Credo che la presenza online sia fondamentale in un periodo storico come il nostro in cui qualsiasi ricerca inizia digitando una parola su Google. Ma concedendomi un po' di romanticismo, devo ammettere che il mio amore per tutto ciò che è cartaceo e materico resta grande. Un'immagine pubblicata su un magazine mi dà ancora la sensazione di qualcosa di concreto, che rimane nel tempo, come una foto che ci ritrae da bambini, da ritrovare per caso una volta cresciuti.

Oltre a discutere dell’importanza dei media “tradizionali”, da alcune stagioni si parla molto anche del reale valore di alcuni format istituzionali del settore come le fashion week e le sfilate. Dal vostro punto di vista hanno ancora senso?

La sfilata resta il sogno di tutti noi “giovani” designer, come traguardo e insieme inizio di un percorso. La domanda quindi, secondo me, non è SE questa forma di comunicazione abbia ancora un valore, ma QUANDO (e COME) presentarla. Grandi nomi hanno stabilito e proposto calendari propri e proprie modalità, pensiamo a Proenza che sfila con il suo pret-a-porter in momenti dell'anno dedicati alla couture o all'uomo, Wang che presenterà la sua main collection nel periodo dedicato alle pre, o Tom Ford – ma sarebbero molti altri gli esempi – che sfila in città sempre diverse. Quindi forse sono proprio le fashion week e i calendari che andrebbero rivisti, secondo ritmi nuovi e probabilmente meno frenetici. È innegabile che per le piccole realtà 4 collezioni all'anno siano difficili da presentare e pare che si assista in generale ad una auspicabile riduzione della proposta che torni a presenziare sul mercato per tempi più lunghi, per dare più spazio alla creatività e favorire anche distributori e rivenditori.

La rivoluzione digitale si è inserita anche nella vita quotidiana delle aziende, a partire dalla catena distributiva. Ci sono dei processi che avete digitalizzato e quali vantaggi credi apporti questa integrazione?

La digitalizzazione è espressione del nostro presente ma il nostro lavoro è ancora fortemente legato alla manualità. Certamente cartamodelli e dati tecnici vengono informatizzati e tutta la filiera commerciale, dalla vendita in showroom al cliente finale, passa attraverso il multimediale. Devo però dire che la componente digitale a cui personalmente sono più legato è la stampa che contraddistingue da sempre il mio lavoro e la ricerca di A-lab Milano. Da alcuni anni quello di Tecniche di Stampa Digitale è anche il corso che tengo in NABA. Attraverso di esso provo a trasmettere ai miei studenti che il digitale non deve essere un sostituto della creatività ma un suo prezioso alleato.

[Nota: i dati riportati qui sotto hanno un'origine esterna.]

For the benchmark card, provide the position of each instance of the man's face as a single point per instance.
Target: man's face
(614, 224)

Secondo lo State of Fashion 2018 di The Business of Fashion, a causa del bisogno costante di novità nel settore, un numero crescente di aziende consolidate tenterà di emulare quelle che sono le qualità delle start-up. Quali sono, invece, i progetti futuri di un brand come A-lab Milano?

Sicuramente le grandi aziende stanno cercando di proporre prodotti sempre nuovi e alternativi anche se la mia sensazione è che tutti gli attori che fanno da tramite tra noi designer e i clienti finali continuino a spingere per una riproduzione delle dinamiche dei grandi gruppi, in tema di anticipo e ampiezza delle collezione e competitività dei prezzi, tutto ciò a discapito della creatività e dell'identità. Anche per questo uno dei progetti su cui sto lavorando è il lancio di un temporary shop online per proporre una selezione di capi disponibili per un limitato periodo di tempo, soggetti ad un frequente turnover e in numero ridotto, per offrire un prodotto esclusivo e sempre differente.

E il futuro dell’industria della moda?

L'industria della moda è in un momento di grandi cambiamenti, una fase di ricerca di nuovi equilibri e nuove strategie. Molte di quelle che erano considerate certezze sia a livello commerciale che creativo sono state messe in discussione. È cambiato il consumatore e il suo approccio alla moda, è cambiato il modo di comunicarla e sta cambiando il modo di presentarla. Non saprei dire quale sarà il futuro della moda ma voglio augurarmi che ci sia un ritorno ad una moda meno omologata, fatta di idee, creatività e soprattutto identità stilistica. Quella moda fatta anche di sogni e immaginazione.